La tribuna

Rafael Rodriguez Prieto

Primarias USA y 'Open House'

Cuando en Estados Unidos alguien quiere apoyar a su candidato favorito en las primarias (es decir, en el proceso de elección entre varios precandidatos a presidente de este país por un determinado partido) puede hacer varias cosas: donar dinero, cooperar en la campaña repartiendo folletos o convencer a su vecino de las virtudes de su político. Pero una de las formas más interesantes y divertidas es organizar un Open House. ¿Qué significa esto? Que una persona abrirá su casa al público interesado en conocer las propuestas de un precandidato a la Presidencia. En EEUU no puede haber un acto social que se precie sin comida de por medio. Incluso en la Universidad es de lo más normal asistir a conferencias o clases en donde se alternan los brownies o los rollos de pollo y verdura con el ordenador y las notas, lo que provoca en los visitantes europeos cierta desazón.

Pero volviendo a las primarias y al Open House, el dueño o dueña de la casa compra comida y prepara su hogar para el evento.
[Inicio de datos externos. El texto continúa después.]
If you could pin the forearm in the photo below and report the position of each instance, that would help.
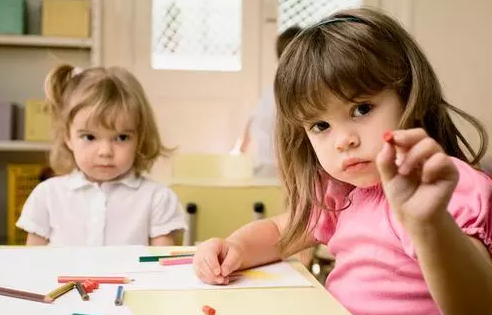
(258, 240)
(459, 276)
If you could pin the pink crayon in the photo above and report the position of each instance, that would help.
(176, 261)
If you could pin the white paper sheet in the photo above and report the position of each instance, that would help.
(183, 278)
(37, 269)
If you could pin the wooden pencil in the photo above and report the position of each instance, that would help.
(56, 293)
(25, 295)
(98, 279)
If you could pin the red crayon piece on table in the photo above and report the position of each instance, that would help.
(208, 310)
(388, 137)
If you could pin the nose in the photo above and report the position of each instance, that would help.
(346, 140)
(105, 149)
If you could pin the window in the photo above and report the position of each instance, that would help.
(196, 34)
(306, 12)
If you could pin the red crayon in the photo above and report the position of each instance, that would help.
(208, 310)
(388, 137)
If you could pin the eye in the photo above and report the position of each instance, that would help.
(88, 137)
(320, 126)
(362, 109)
(122, 137)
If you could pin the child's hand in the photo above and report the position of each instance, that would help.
(420, 186)
(216, 259)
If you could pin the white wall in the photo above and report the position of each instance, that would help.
(455, 35)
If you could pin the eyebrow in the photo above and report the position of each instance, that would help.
(88, 131)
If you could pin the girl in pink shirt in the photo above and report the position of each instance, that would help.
(403, 211)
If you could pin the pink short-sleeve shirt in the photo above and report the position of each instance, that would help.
(376, 270)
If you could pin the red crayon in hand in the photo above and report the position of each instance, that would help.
(388, 137)
(208, 310)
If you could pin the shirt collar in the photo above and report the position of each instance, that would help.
(77, 180)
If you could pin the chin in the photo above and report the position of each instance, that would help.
(365, 182)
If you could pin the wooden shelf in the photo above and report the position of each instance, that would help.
(43, 41)
(19, 145)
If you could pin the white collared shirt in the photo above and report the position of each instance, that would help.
(73, 211)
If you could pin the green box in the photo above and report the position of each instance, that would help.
(12, 16)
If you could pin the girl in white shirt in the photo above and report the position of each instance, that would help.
(105, 138)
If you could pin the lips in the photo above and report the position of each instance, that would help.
(352, 162)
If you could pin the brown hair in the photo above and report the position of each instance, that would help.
(109, 92)
(353, 53)
(285, 38)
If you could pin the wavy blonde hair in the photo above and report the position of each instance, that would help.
(109, 92)
(353, 53)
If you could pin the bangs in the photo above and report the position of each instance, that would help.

La gente que llega contribuye con más alimentos y se organiza una pequeña cena informal. Cuando se ha terminado, dos o tres personas que pertenecen al equipo del candidato explican a la concurrencia la necesidad no sólo de votar al candidato, sino de comprometerse en la campaña. Uno de los compromisos puede ser ir al Estado vecino donde se vayan a celebrar primero las votaciones y explicar a la gente de un barrio que estén registrados como demócratas/republicanos (dependiendo del caso) o independientes, la necesidad de elegir a este candidato y no a otro (en EEUU los simpatizantes de un partido se registran como votantes del mismo. Eso no les obliga a votar a ese partido, pero sí les incluye en la lista de domicilios a visitar cuando se está en campaña de primarias). El puerta a puerta es muy popular en este país e implica un contacto cara a cara entre el partidario de un precandidato y un vecino simpatizante del partido que se trate. Las organizaciones de base para apoyar a un candidato son un ejemplo de participación cívica.
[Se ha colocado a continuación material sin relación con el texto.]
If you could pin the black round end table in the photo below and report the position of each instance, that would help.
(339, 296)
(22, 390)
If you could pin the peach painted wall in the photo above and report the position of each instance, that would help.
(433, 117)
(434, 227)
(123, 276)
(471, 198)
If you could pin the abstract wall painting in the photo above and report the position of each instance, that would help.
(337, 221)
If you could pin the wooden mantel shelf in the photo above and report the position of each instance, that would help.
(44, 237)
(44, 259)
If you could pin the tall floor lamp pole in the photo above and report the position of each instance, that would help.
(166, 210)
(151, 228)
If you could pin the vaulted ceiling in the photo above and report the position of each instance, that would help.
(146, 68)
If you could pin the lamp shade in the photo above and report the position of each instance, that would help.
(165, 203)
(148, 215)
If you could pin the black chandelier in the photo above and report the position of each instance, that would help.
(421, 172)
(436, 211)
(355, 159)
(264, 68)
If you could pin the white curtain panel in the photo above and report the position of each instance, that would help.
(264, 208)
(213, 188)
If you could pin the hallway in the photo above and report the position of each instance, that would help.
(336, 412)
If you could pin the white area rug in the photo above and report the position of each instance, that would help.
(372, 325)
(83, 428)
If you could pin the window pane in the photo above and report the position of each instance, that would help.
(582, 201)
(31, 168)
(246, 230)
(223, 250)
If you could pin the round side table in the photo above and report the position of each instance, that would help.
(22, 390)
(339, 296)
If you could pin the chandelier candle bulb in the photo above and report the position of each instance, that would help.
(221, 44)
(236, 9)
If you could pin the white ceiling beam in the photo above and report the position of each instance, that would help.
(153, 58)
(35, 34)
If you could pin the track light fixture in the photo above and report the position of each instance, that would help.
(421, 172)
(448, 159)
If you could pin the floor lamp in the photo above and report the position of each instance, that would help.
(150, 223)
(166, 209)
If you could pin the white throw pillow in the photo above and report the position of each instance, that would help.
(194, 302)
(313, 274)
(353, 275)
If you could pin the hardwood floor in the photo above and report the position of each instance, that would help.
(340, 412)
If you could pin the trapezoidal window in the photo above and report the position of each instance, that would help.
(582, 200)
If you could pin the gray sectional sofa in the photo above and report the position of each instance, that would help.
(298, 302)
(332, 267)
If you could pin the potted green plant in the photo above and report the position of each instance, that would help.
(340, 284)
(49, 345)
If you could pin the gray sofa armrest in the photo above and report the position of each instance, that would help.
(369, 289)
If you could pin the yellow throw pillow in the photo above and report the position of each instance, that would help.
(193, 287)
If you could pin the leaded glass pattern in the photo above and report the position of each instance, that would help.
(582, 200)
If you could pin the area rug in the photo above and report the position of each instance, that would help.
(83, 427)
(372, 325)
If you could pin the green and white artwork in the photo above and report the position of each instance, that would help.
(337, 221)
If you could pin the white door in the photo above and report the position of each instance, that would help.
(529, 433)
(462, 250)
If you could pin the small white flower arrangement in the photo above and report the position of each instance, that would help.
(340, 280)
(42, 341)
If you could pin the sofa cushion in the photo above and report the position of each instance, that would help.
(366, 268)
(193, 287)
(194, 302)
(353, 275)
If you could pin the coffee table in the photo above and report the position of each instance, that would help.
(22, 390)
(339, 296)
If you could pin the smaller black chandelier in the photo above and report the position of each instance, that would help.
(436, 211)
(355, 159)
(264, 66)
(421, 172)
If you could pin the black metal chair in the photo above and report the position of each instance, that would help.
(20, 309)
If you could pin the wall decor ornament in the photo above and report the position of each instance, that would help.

Me ha sorprendido muy gratamente la organización que apoya al candidato Barack Obama en Massachussets. Obama es uno de los precandidatos demócratas a representar a su partido en la carrera por la presidencia de EEUU. La más famosa es Hilary Clinton, esposa de Bill. Más lejos en la intención de voto está Edwards, que fue candidato a la vicepresidencia en la derrotada intentona de Kerry hace cuatro años. Los sondeos, muy famosos en este país, han dado ventaja siempre a Clinton. No obstante, estas encuestas son muy imperfectas y no incluyen en su muestreo los teléfonos móviles. En los últimas semanas Obama está creciendo; principalmente comienza a ser más conocido y a beneficiarse de una organización muy bien engrasada. A la espera de lo que suceda a comienzos de enero con las primeras votaciones primarias (pues las votaciones no son al mismo tiempo y cada Estado programa la suya), lo considero un candidato solvente y con posibilidades, a pesar que la mayoría de los medios europeos otorguen ese lugar a Clinton.

En el lado republicano, la cosa se complica aún más. Los candidatos principales, o al menos con más protagonismo en los debates y en los medios, son Giuliani (ex alcalde de Nueva York), Mitt Romney (ex gobernador de Massachussets y mormón) y John McCain (senador por Arizona). También se presenta un actor, Fred Thompson, aunque quizá haya comenzado la carrera demasiado tarde. En este lado, la contienda va a ser muy reñida y es difícil pronosticar algo. Mitt Romney, un político capaz de cambiar de opinión de una hora para otra con el fin de ajustarse a las encuestas de opinión, parte con un relativa ventaja. Su problema, o al menos el que los medios han puesto sobre la palestra: su adscripción religiosa. Giuliani puede tener cierto tirón. Su fama de duro en Nueva York y las miles de fotos tras el 11-S pueden ayudarle.

Existe una tercera posibilidad que viene apuntada por algunos medios casi desde el comienzo. Hace unos días fue el Wall Street Journal el que publicaba una página de opinión en la que se afirmaba que el alcalde actual de Nueva York, Michael Bloomberg, podría presentar su candidatura como independiente (Bloomberg comenzó como demócrata, más tarde fue republicano y ahora es independiente). El artículo apuntaba que la decisión dependería de qué candidatos fueran los finalmente designados por los partidos clásicos. De todas formas, la mayoría de las personas con las que hablo no creen que se vaya a presentar.

A la espera de las primeras votaciones, los precandidatos perfilan sus estrategias. Los temas: la guerra, la inexistencia de una cobertura médica universal como en Europa y la recesión económica. En otra ocasión hablaremos de eso. Ahora me marcho a un Open House para cenar copiosamente y evitar los menos cinco bajo cero de Boston.